Make a new will – save a tax bill: How to avoid an inheritance tax (IHT) charge

14 June 2024 / Insight posted in Article

Inheritance tax (IHT) is charged on a person’s assets on their death. As the total value of estates above £325,000 is taxable at a rate of 40%, many consider taking advantage of the various reliefs available to reduce the tax bill and consequently increase their beneficiaries’ inheritance. One of the most valuable reliefs for business owners is business relief (BR), formerly known as business property relief. If the conditions are met, careful consideration should be given as to how to maximise its value. Assets that pass to a spouse on death do so free of IHT. Assets passing to other beneficiaries, such as children or a business partner, are chargeable to IHT.
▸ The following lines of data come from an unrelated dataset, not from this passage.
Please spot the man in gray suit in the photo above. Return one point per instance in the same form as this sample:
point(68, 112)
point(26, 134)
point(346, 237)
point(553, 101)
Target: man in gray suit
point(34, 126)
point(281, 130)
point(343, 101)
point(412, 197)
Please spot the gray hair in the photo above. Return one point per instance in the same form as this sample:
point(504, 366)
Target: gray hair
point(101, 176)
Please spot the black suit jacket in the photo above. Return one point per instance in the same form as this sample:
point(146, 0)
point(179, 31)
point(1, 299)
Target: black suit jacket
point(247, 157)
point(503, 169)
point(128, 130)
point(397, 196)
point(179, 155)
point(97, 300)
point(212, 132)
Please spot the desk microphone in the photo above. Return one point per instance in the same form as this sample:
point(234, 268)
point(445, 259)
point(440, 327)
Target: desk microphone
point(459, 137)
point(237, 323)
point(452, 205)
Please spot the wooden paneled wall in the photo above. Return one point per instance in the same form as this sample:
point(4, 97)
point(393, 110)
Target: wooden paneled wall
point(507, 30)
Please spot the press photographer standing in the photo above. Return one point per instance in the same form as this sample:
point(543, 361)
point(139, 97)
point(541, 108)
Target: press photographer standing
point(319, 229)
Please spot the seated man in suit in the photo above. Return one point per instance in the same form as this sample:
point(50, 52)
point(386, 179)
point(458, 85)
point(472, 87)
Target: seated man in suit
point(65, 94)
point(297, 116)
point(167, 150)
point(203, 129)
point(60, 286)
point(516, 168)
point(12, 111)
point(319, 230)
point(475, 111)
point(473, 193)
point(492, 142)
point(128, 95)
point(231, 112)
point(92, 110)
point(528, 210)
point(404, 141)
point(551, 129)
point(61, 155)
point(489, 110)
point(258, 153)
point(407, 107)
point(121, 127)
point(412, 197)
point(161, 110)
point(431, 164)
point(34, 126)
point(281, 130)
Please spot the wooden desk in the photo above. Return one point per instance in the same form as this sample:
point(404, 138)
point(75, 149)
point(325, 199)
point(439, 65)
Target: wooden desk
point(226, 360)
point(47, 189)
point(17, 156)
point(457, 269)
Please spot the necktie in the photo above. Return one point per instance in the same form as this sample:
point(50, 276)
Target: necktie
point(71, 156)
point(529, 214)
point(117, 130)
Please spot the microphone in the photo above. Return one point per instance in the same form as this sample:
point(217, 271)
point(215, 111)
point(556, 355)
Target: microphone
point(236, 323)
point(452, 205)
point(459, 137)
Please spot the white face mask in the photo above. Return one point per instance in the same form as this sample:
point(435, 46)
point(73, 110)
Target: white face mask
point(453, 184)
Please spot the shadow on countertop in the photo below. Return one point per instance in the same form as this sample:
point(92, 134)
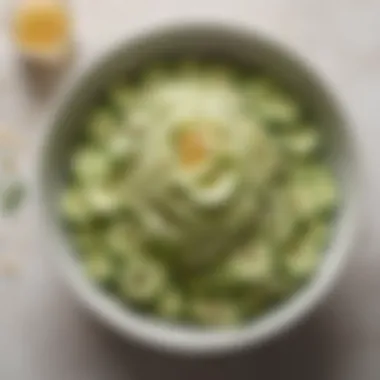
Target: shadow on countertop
point(305, 352)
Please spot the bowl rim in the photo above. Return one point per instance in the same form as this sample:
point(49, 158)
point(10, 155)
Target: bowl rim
point(176, 338)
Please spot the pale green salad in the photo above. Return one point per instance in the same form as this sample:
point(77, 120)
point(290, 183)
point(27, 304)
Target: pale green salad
point(200, 194)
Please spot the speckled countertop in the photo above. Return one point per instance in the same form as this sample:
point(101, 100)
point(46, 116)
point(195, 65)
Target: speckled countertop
point(45, 336)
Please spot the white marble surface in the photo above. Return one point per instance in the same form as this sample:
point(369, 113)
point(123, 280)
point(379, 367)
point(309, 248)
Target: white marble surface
point(43, 334)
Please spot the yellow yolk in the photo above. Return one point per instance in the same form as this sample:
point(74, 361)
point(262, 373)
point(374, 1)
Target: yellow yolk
point(192, 148)
point(41, 25)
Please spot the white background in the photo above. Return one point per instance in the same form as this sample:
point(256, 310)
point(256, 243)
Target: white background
point(43, 333)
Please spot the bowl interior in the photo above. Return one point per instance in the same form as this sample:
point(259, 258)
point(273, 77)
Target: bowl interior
point(206, 42)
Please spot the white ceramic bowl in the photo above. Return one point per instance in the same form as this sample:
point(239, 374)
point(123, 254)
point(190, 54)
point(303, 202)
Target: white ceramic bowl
point(243, 46)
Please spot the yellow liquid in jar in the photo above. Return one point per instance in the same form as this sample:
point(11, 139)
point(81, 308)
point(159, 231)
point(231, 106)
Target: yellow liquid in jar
point(41, 26)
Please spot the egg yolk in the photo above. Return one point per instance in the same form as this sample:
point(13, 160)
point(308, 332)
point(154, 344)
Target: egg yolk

This means, to avoid a charge to IHT on the first death, married couples and civil partners frequently have wills leaving everything to each other. Typically, their children then receive their assets when the surviving spouse dies. However, by leaving all the assets that qualify for BR to a spouse or civil partner, an opportunity to take advantage of the relief is wasted, as the spousal exemption will already exempt these assets from IHT.

Although BR has been part of the IHT framework for decades, its existence and the rules governing it are not immutable. In the period between the first to die and the death of the surviving spouse or civil partner, IHT can be subject to changing political and taxation priorities. It might be advisable to take advantage of BR while it is available. This can be achieved by drafting a will that passes business assets to someone other than a spouse or civil partner.

This crystalises the availability of BR on the first death rather than risk BR not being available on the second death. Testators may not be certain whether their spouse or civil partner will require the business assets, or whether it is suitable for their children to inherit the business. In these circumstances, they can include a discretionary trust in their will into which BR assets are placed. As no beneficiary has an automatic right to the assets, the testator can include a wide range of potential beneficiaries of the business assets.

If, on the testator’s death, HMRC agrees that BR applies to the deceased’s business assets, no IHT will be chargeable on these assets. Also, while BR continues to apply to the assets, there will be no ongoing IHT charges to which discretionary trusts are normally subject. This means the trustees can choose to transfer the business to the testator’s children free of IHT. If BR does not apply to the business, the trustees can transfer the business assets to the surviving spouse or civil partner within two years of death. Doing so will mean the spousal exemption will apply, so there will be no IHT to pay until the death of the surviving spouse or civil partner.